Which is better, sector-based or factor-based stock investing? In their June 2015 paper entitled “Factor-Based v. Industry-Based Asset Allocation: The Contest”, Marie Briere and Ariane Szafarz compare the attractiveness of sector-based and factor-based U.S. stock allocations. From Kenneth French’s data library, they extract return series for 10 sectors and five factors (size, value, profitability, investment and momentum). They expand the factor set to 10 by using long and short portfolios for each factor. They consider three trials:

  1. Which group, sectors or factors, yields the dominantly more attractive efficient frontier?
  2. Which group offers the clearly superior gross Jensen’s alphas across single-sector/factor portfolios and portfolios diversified across sectors or factors based on maximizing estimated Sharpe ratio, minimizing estimated volatility or equal weighting?
  3. Do portfolios diversified across sectors or factors (based on maximizing estimated Sharpe ratio, minimizing estimated volatility or equal weighting) offer the best gross Sharpe ratios?

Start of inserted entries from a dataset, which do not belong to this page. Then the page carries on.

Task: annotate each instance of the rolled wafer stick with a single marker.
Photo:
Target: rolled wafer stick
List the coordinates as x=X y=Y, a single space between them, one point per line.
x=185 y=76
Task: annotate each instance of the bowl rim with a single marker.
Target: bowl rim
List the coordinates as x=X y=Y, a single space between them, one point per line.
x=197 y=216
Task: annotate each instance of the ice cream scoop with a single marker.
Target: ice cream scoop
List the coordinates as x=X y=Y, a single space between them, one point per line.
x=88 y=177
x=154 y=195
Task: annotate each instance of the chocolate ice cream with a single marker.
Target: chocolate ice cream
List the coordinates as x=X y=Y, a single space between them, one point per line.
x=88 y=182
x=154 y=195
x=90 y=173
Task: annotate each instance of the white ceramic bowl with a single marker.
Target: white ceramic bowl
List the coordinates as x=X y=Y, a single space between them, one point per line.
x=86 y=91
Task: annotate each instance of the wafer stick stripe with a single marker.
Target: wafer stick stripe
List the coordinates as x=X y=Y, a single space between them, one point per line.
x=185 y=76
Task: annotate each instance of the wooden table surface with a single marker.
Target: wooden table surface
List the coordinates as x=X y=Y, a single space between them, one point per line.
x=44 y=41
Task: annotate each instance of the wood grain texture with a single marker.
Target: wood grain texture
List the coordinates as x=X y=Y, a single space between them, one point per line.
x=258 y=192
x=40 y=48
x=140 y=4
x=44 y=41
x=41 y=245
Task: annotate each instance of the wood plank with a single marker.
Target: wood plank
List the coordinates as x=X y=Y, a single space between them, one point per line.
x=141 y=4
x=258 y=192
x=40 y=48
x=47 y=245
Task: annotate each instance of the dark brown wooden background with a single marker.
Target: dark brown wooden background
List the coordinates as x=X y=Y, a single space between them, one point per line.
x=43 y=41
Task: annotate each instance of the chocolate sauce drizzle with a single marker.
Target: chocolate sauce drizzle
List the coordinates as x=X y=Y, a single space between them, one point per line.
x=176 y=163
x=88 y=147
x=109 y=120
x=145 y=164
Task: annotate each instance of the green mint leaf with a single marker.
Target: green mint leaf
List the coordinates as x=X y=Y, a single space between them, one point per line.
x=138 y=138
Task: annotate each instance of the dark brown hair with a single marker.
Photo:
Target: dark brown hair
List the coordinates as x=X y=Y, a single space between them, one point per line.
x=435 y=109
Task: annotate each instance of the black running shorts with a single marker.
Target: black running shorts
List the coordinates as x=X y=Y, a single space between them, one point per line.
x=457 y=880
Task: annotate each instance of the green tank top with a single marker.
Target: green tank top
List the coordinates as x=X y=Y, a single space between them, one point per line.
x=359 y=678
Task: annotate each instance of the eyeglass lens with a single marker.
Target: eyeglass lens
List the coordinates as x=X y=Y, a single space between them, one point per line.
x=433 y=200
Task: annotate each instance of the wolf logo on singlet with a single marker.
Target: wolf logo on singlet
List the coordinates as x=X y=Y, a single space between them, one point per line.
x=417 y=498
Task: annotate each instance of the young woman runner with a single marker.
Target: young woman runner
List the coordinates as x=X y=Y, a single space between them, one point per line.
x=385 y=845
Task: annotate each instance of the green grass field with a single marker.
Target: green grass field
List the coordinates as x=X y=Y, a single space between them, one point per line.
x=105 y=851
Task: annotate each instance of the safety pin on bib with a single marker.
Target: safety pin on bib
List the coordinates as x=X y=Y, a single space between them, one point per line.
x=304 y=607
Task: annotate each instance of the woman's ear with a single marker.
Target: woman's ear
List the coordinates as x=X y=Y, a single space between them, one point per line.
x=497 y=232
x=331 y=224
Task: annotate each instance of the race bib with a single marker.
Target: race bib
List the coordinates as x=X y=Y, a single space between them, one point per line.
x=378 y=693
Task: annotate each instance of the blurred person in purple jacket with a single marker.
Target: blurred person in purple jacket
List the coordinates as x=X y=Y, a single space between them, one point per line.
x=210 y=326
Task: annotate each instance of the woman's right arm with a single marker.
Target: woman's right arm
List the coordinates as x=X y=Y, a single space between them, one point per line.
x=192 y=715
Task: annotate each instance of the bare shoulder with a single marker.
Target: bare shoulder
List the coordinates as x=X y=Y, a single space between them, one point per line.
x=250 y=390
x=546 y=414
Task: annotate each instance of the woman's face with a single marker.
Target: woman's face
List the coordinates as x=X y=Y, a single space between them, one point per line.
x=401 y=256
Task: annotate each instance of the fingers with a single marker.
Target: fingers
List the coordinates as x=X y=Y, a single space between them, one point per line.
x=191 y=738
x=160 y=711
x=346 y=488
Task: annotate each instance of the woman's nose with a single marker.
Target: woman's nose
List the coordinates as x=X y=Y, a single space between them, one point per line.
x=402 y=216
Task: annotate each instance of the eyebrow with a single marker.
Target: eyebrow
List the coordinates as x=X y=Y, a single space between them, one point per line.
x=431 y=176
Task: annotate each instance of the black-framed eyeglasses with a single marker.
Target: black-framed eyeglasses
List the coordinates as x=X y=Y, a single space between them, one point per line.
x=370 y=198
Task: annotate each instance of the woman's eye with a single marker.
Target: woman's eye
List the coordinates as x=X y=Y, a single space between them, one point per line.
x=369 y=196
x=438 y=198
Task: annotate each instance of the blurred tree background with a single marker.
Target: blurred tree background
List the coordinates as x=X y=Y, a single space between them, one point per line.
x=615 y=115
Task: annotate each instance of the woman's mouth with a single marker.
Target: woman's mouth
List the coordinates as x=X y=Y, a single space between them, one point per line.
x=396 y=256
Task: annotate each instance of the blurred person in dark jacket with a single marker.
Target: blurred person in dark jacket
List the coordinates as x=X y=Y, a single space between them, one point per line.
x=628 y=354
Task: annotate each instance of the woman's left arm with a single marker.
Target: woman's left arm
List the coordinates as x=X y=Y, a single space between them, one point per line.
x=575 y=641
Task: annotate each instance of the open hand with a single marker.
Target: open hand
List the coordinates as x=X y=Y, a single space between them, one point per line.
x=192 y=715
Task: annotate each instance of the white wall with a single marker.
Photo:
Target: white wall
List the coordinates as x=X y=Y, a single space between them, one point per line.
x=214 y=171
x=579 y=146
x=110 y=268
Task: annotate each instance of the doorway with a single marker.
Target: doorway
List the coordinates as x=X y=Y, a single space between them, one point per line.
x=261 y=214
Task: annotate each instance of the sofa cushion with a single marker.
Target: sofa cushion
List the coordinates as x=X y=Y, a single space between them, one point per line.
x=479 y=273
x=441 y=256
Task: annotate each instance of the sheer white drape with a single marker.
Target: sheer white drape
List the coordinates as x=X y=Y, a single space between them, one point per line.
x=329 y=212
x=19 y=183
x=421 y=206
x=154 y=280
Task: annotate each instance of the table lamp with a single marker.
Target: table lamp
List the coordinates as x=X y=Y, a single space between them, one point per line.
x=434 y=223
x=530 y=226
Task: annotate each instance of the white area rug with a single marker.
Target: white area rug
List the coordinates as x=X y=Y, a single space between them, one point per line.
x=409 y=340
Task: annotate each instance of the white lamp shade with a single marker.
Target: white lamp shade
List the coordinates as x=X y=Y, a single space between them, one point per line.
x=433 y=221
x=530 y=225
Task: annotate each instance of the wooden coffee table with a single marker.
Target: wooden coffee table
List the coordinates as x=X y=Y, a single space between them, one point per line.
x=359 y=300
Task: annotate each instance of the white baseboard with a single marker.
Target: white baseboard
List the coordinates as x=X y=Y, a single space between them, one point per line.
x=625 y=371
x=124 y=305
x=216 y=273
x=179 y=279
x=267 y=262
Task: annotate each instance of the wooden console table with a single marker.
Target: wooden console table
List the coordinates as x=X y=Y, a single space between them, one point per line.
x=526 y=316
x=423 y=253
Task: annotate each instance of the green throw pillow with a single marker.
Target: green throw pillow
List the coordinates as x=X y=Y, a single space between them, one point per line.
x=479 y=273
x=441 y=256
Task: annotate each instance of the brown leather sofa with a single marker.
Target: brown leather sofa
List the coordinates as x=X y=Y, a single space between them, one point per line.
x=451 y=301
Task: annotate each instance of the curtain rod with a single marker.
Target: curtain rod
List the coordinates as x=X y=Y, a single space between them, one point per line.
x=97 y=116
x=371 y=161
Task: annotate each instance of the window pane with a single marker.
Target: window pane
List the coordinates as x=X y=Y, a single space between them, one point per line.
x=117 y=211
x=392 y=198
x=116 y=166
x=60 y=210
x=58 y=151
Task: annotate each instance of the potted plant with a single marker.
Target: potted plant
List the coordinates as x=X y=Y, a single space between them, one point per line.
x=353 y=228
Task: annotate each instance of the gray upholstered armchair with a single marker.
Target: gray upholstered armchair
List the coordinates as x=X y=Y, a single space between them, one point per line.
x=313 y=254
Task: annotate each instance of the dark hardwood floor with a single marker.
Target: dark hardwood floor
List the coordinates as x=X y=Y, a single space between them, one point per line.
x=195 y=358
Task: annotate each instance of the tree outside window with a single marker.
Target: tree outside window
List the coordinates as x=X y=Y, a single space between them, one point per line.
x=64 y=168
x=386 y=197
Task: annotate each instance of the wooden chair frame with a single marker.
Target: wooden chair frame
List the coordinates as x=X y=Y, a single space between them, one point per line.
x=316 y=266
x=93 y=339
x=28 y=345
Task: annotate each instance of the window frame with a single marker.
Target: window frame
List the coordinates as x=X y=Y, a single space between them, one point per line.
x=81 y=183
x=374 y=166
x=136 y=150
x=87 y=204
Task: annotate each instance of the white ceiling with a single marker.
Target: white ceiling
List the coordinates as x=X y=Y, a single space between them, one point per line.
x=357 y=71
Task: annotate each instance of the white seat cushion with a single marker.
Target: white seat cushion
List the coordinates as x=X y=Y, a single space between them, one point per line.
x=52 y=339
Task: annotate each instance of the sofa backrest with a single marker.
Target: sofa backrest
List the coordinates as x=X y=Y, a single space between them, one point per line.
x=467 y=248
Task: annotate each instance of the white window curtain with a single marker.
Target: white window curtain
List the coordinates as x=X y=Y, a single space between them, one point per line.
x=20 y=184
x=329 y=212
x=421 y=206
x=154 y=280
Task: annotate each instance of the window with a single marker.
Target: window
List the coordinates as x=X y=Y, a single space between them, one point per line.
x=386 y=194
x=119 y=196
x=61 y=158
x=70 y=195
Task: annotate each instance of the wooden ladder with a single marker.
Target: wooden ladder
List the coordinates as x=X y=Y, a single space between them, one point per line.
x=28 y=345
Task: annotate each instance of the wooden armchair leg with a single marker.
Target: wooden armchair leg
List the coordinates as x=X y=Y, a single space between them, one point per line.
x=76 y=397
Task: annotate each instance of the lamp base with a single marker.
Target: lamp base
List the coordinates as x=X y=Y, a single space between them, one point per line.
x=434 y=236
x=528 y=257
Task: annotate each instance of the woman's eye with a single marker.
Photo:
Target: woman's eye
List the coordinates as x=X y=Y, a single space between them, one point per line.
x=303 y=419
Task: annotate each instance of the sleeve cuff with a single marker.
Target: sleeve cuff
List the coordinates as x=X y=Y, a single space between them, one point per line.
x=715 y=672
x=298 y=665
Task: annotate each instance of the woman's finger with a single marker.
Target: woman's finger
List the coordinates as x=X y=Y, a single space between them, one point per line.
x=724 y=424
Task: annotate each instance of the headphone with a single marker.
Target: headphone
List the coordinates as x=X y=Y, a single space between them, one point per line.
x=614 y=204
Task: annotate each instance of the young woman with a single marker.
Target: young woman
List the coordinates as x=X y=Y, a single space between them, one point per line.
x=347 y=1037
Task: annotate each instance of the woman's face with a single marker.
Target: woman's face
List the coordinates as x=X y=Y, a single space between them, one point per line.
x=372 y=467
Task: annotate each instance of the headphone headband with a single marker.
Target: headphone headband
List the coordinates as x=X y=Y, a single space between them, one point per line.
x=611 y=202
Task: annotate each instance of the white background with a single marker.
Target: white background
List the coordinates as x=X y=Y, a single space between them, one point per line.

For each trial, they test long-only and long-short factor portfolios. Also for each trial, they test the overall sample, economic recession and expansion subsamples (per the National Bureau of Economic Research) and bull and bear market subsamples (per Forbes magazine). Using monthly U.S. stock market factor and sector returns from Kenneth French’s library spanning July 1963 through November 2014, they find that:

  • Over the entire sample period, sectors and factors exhibit similar performance ranges but different levels of intra-group relatedness (see the chart below). Specifically:
    • Ranges of gross annualized Sharpe ratios are similar for sectors (0.51 for technology to 0.85 for non-durables) and factors (0.37 for short low-momentum to 0.88 for long high-momentum).
    • However, over the entire sample period, the overall average pairwise correlation within sectors (0.62) is substantially lower than that within factors (0.92), indicating greater potential for diversification benefit in the former.
  • The most frequent outcome of sector versus factor contests is a draw (see the table below). However:
    • For contests that are not a draw, factor investing consistently outperforms sector investing when short sales are allowed.
    • For a long-only investment policy, sector investing is preferable during recessions and bear markets.

The following chart, constructed from data in the paper, relates gross annualized Sharpe ratio to intra-group average pairwise correlation of monthly returns by asset over the entire sample period. Results suggest that, as defined:

  • Sectors and factors have about the same range of performance.
  • Sectors are generally less related to other sectors than factors are to other factors. In other words, sectors offer greater diversification potential than factors.

This visualization shifts somewhat according to economic (recession versus expansion) and financial market (bull versus bear) conditions.

performance-vs-average-pairwise-correlation-for-sectors-and-factors

The following table, taken from the paper, summarizes sector versus factor gross outcomes across all tests. In this table, SB (SA) means Shorting Banned (Allowed) for multi-factor portfolios. Results show that sectors and factors usually perform similarly, but factors win most other contests.

sector-vs-factor-contest-outcomes

In summary, evidence from an array of tests indicates that U.S. stock factor investing and U.S. stock sector investing often generate similar gross outcomes, but factors mostly beat sectors on a gross basis when outcomes differ and shorting is allowed.

Cautions regarding findings include:

  • As noted in the paper, the portfolios tested are ideal, ignoring frictions involved in periodic portfolio formation and shorting. These costs are likely higher for factor portfolios than sector portfolios, with stocks migrating across factor boundaries much more often than companies changing industries. Moreover, shorting may not be feasible for all underlying stocks. Net findings would likely improve the relative performance of sector investing. 
  • Other ways of defining sector and factor portfolios may produce different findings. For example, more restrictive sector definitions and more extreme factor portfolios may boost performance and lower intra-group relatedness.
  • The study addresses U.S. stocks only.